Fin des subventions européennes : « la filière avicole a eu sept ans pour se préparer »

Fin des subventions européennes : « la filière avicole a  eu sept ans pour se préparer »
Les restitutions soutenaient l'exportation du poulet congelé (DR).

Le commissaire européen chargé de l'Agriculture, Dacian Ciolos, a rappelé aux acteurs français de la filière avicole qu'ils avaient eu sept ans pour se préparer à la fin des subventions européennes pour les exportations de volaille, et que cette décision était irrévocable.

Des représentants des volaillers Doux et Tilly-Sabco, accompagnés du ministre de l'Agriculture Stéphane Le Foll, doivent plaider leur cause vendredi à Bruxelles, avec l'espoir d'esquisser des solutions pour faire face à la fin des aides européennes à l'export dans la filière volaille.

Dans le cadre d’un point  presse, à la veille de cette  rencontre,  M. Ciolos a rappelé que la fin des subventions européennes était irrévocable et  qu'il n'y aura pas de reprises des aides européennes à l'exportation : «Si sept ans ne constituent pas un temps suffisant pour se préparer (à la fin des subventions) alors je ne vois pas combien de temps il faut", a-t-il  déclaré.

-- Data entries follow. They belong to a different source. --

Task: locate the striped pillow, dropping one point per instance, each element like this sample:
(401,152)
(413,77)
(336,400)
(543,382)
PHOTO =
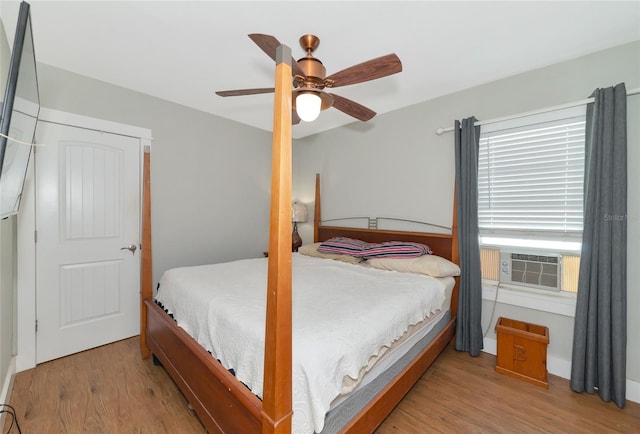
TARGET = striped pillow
(396,249)
(343,246)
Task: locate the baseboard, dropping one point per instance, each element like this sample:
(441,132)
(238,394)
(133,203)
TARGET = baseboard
(7,387)
(633,391)
(562,368)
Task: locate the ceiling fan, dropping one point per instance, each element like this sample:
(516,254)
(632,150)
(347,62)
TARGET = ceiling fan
(310,80)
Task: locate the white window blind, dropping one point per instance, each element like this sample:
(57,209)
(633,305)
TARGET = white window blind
(531,174)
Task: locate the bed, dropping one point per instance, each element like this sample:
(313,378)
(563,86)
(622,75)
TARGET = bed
(226,404)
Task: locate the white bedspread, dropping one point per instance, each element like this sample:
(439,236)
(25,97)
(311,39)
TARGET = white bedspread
(342,315)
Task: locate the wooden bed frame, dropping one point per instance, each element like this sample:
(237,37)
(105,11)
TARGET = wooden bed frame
(224,404)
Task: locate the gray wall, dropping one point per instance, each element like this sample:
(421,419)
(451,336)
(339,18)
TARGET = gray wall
(398,166)
(210,177)
(7,247)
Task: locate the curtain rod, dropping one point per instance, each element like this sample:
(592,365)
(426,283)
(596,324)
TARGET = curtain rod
(440,131)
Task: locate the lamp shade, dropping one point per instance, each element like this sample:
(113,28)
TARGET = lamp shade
(308,105)
(298,213)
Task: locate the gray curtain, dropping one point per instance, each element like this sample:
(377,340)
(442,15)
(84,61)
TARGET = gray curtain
(600,333)
(468,325)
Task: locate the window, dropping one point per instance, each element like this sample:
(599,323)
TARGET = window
(530,194)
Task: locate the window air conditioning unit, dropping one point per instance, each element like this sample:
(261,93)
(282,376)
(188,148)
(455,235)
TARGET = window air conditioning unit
(531,270)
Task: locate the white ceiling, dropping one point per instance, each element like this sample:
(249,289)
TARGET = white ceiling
(184,51)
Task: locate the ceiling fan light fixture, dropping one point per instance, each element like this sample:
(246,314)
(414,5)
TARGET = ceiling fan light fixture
(308,106)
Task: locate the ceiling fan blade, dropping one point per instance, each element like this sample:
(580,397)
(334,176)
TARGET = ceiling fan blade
(369,70)
(352,108)
(268,44)
(241,92)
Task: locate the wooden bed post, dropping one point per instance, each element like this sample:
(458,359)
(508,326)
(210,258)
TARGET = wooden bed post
(316,210)
(455,250)
(146,285)
(277,399)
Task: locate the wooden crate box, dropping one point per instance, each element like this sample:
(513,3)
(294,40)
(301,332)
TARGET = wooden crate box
(522,350)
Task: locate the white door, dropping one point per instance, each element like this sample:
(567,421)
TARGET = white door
(87,215)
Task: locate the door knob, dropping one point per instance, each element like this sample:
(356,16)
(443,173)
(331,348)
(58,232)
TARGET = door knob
(131,247)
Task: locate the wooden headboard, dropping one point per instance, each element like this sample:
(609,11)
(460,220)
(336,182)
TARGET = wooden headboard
(445,245)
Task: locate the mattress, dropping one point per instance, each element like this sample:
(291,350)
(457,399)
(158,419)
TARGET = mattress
(338,327)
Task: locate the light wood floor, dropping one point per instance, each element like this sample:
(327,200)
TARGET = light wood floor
(112,390)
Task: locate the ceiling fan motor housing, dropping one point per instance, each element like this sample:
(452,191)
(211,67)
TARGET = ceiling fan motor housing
(315,72)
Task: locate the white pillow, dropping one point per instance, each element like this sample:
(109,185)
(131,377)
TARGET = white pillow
(312,250)
(432,265)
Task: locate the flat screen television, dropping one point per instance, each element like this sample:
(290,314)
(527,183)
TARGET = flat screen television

Pour lui, c’est plutôt du côté des pouvoirs publics français que des solutions existent puisque  dans  le cadre de la prochaine PAC 2015-2020, la France a « des possibilités pour soutenir le redressement d'un secteur ou d'un autre, y compris de ce- secteur", a-t-il ajouté.

887,8 millions d'euros versés en 10 ans

Les restitutions, aides ciblées à l'exportation, "sont un outil de gestion des marchés" et non une aide destinée à soutenir la restructuration d'une entreprise individuelle en difficulté, a-t-il souligné.

Entre 2003 et 2013, la France a reçu 767,7 des 887,8 millions d'euros versés au total par l'UE pour -soutenir les exportations de viande de volaille, selon la Commission. Avant le coup d'arrêt décidé en juillet, 41 millions ont été versés aux opérateurs français pour l'année 2013.

La direction de Tilly-Sabco a imputé à cet arrêt de la perfusion européenne sa décision de cesser son activité de poulet export, qui occupe 300 de ses 340 employés et représentait 90% de son chiffre d'affaires.  Dès les premières réactions françaises en juillet, la Commission avait mis en cause les défaillances des entreprises françaises concernées à anticiper une réforme prévue.

Les restitutions soutenaient l'exportation du poulet congelé entier pour des marchés spécifiques, principalement la CEI (communauté des Etats indépendants, ex-URSS) et le Moyen-Orient.